Descolgó el teléfono y marcó el número de Urbano, sintiendo un cosquilleo en el estómago: era la primera vez en muchísimos años que alguien esperaba su llamada, y esa expectación le producía euforia y temor al mismo tiempo. De manera que habló con el carpintero y le contó lo que había sucedido, y que estaba en casa y que se iba a acostar para dormir un poco; pero que luego, si a Urbano no le importaba, le gustaría verle. Y a Urbano al parecer no le importó.

También telefoneó a la editorial y habló con Lola, la otra editora de la colección:

—Hola, Lola, soy Zarza… Soy Sofía Zarzamala.

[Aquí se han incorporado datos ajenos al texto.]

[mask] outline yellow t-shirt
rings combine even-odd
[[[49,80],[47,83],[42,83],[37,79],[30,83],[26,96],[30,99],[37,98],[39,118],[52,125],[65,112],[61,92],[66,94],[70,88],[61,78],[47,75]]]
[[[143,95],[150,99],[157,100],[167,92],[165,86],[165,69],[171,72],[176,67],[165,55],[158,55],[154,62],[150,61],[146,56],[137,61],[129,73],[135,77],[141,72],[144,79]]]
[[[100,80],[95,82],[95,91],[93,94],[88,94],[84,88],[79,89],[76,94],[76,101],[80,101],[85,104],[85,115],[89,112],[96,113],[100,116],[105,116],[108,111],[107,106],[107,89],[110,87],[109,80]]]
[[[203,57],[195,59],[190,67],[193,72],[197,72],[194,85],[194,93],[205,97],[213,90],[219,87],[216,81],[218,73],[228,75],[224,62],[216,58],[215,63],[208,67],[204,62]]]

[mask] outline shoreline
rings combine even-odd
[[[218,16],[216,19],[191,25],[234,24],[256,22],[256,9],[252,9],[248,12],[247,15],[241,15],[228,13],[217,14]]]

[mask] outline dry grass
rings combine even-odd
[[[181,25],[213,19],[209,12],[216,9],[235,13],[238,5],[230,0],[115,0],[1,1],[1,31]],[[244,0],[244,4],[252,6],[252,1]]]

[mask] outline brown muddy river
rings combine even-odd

Oye, ya me he decidido, voy a incluir en el libro la segunda versión de Harris… No, no voy a cambiar el texto, sólo añadiré el otro final… Creo que hay que publicar las dos versiones. Te quería pedir un favor, si no te importa vete anunciando lo del segundo texto en la reunión de esta mañana… Yo iré al despacho por la tarde y ya hablaré con los de la imprenta.

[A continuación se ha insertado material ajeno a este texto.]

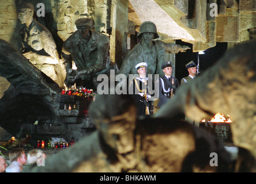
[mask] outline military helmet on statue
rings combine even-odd
[[[140,33],[137,36],[137,37],[141,38],[142,34],[145,33],[154,33],[155,36],[153,38],[156,39],[159,37],[159,35],[157,34],[156,25],[150,21],[144,22],[141,24],[140,26]]]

Incluso Lola parecía estar más accesible y más amable en ese nuevo día de la nueva era. Zarza entró en el dormitorio, abrió la cama y se quitó la ropa, sucia y arrugada, como si se estuviera arrancando una piel vieja. Se metió entre las sábanas con un suspiro de alivio y de placer, convencida de poder dormir un buen sueño sin sueños. Esto es, sin pesadillas. Ahora que lo pensaba, Zarza no estaba del todo segura de la identidad del hombre del espejo. Podía ser su padre, desde luego, como creyó en un principio. Pero también podía haber sido Nicolás. Estaba envuelto en las sombras, se le distinguía mal, hacía siete años que no se veían, su hermano debía de haber envejecido y a fin de cuentas siempre se parecieron físicamente. Claro que, por otra parte, la malignidad del acoso al que había sido sometida, ese estúpido juego persecutorio, casaba más con el perverso talante de su padre. En cualquier caso, y fuera quien fuese el que estuvo en Rosas 29, lo cierto era que ambos, padre y hermano, se encontraban todavía ahí, en algún lugar del exterior, en el mundo ancho y enemigo. Podrían reaparecer en cualquier momento, peligrosos y enfermos, y volver a hostigarla y perseguirla.

«O tal vez no».

Dentro de unas horas vería de nuevo a Urbano, recapacitó Zarza blandamente, enroscada en la cama, mientras sentía que la somnolencia le iba alisando los pensamientos como las olas del mar alisan la arena de la playa; dentro de unas horas vería al carpintero, y sin duda recomenzarían su relación, y ella volvería a abandonarle en unos pocos meses, ella volvería a hacerle daño y a destrozarlo todo.

«O tal vez no».

La hepatitis C podría acabar reventando el hígado de Zarza y provocarle una cirrosis como la de Harris. O tal vez no. El anhelo insaciable de la Blanca, eternamente inscrito a fuego en su memoria, podría volver a arrojar a Zarza en brazos de la Reina.

«O tal vez no».

La vida era una pura incertidumbre. La vida no era como las novelas decimonónicas; no tenía nudo y desenlace, no existía una causa ni un orden para las cosas, y ni siquiera las realidades más simples eran fiables. Y así, Zarza creía que había mantenido relaciones prohibidas con su padre, pero Martina pensaba que no. El hombre del espejo podía haber sido Nicolás, pero también ese padre tal vez incestuoso. Y El Caballero de la Rosa podía ser una obra de Chrétien o una falsificación de Harris. Incluso era posible que el mismo Harris no hubiera existido jamás, ni tampoco la bruja de Poitiers, ni ese Mirval que Borges no escribió. ¿Y Capote, existió Truman Capote? ¿Y Perry, el asesino enano de las piernas tullidas? Al borde ya de la tibia inconsciencia, apunto de zambullirse en el agua gelatinosa de los sueños, Zarza pensó que, en realidad, sólo había una cosa que supiera con total seguridad, y era que algún día moriría. Pero tal vez para entonces hubiera descubierto que, pese a todo, la vida merece la pena vivirse.